Grand Traverse County delays 911 hike proposal
July 23, 2002
It will cost county more than $50,000 to conduct special election
TRAVERSE CITY, Mich. — With the Nov. 5 election ballot already filling up with local tax proposals, officials in Grand Traverse County have decided to wait until spring to ask voters to increase 911 surcharges up to 16 percent to pay for a new emergency services radio system.
The county is targeting May 6 for a special county election on increasing the surcharge on local telephone bills to pay for an estimated $8 million upgrade to the county’s police/fire radio system and to operate the county’s central dispatch center.
The county already collects a 4 percent 911 operational surcharge on local phone bills – about 80 cents a month – which is the maximum that a county can collect without voter approval. Another 16 percent would add about $3.20 to monthly phone bills, totaling up to $4 per month that would go to the county from local phone bills. There are also 911 fees collected through the state on cellular and digital telephone accounts and eventually turned over to the county. Those would not be affected by the 911 fees collected on wired phone lines.

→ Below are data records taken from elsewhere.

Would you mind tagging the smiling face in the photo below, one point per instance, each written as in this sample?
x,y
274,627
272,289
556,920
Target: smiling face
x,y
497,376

Each 4 percent increase in the surcharge raises about $500,000 a year, officials said.
Originally, officials considered putting the question on the November ballot. They decided that a separate election would be a better option because of a county bus millage sought by the Bay Area Transportation Authority in November, plus some potential township tax proposals. It will cost the county more than $50,000 to conduct the special election.

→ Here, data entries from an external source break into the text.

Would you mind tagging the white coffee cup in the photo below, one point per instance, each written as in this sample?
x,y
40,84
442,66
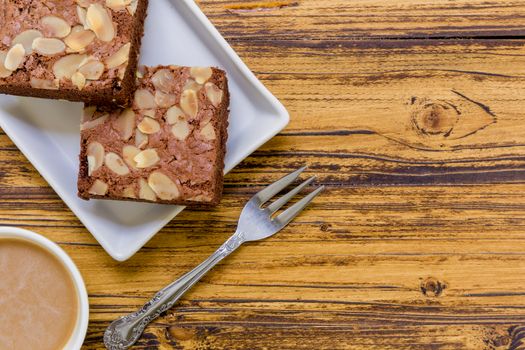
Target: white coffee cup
x,y
79,332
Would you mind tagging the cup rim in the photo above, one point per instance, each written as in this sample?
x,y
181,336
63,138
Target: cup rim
x,y
79,333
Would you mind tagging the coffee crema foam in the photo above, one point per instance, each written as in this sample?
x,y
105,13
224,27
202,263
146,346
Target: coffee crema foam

Some surcharge advocates also said they needed more time to take their case to the voters. Several Michigan counties have waged successful 911 fee campaigns in recent years but needed at least five months to organize their public education efforts, said Jamel Anderson, Central dispatch director.
“We need to emphasize that 911 is a benefit to everyone, and we want to keep our response times short,” Anderson said. “We have some catching up to do.”
The county is looking at an $8 million overhaul next year of its 13-year-old VHF highband radio system. Officials have decided against converting for now to the 800 MHz radio system used by the state police and other state agencies because local fire departments can’t use it for mobile paging of part-time firefighters.
But the radio system upgrade will enable the county to add several features, including mobile laptop data terminals for deputies to provide nearly instantaneous information on things like vehicle registrations or criminal backgrounds on suspects. The new equipment also allows the dispatch center to track emergency vehicles at all times along with an enhanced mapping system to give emergency personnel betters specifics on the locations of 911 calls.
Besides the radio upgrade, the county wants to begin paying all dispatch center operational costs with 911 fees. The department has an annual budget of about $1.25 million, which includes a $700,000 appropriation from the county’s general fund. Paying for the entire dispatch operation with 911 monies would free up general fund dollars for other departments or services, officials said.
Local officials are confident the proposed fee increase, although significant, will gain the public’s support if the proposal is fully laid out for voters – and if it’s not competing with other local tax increases at the same time.
“I think we’re going to get one shot (at passing the millage),” said state police Lt. Mark Stewart, chairman of the county’s Central Dispatch Board. “We need to make sure we do it right.”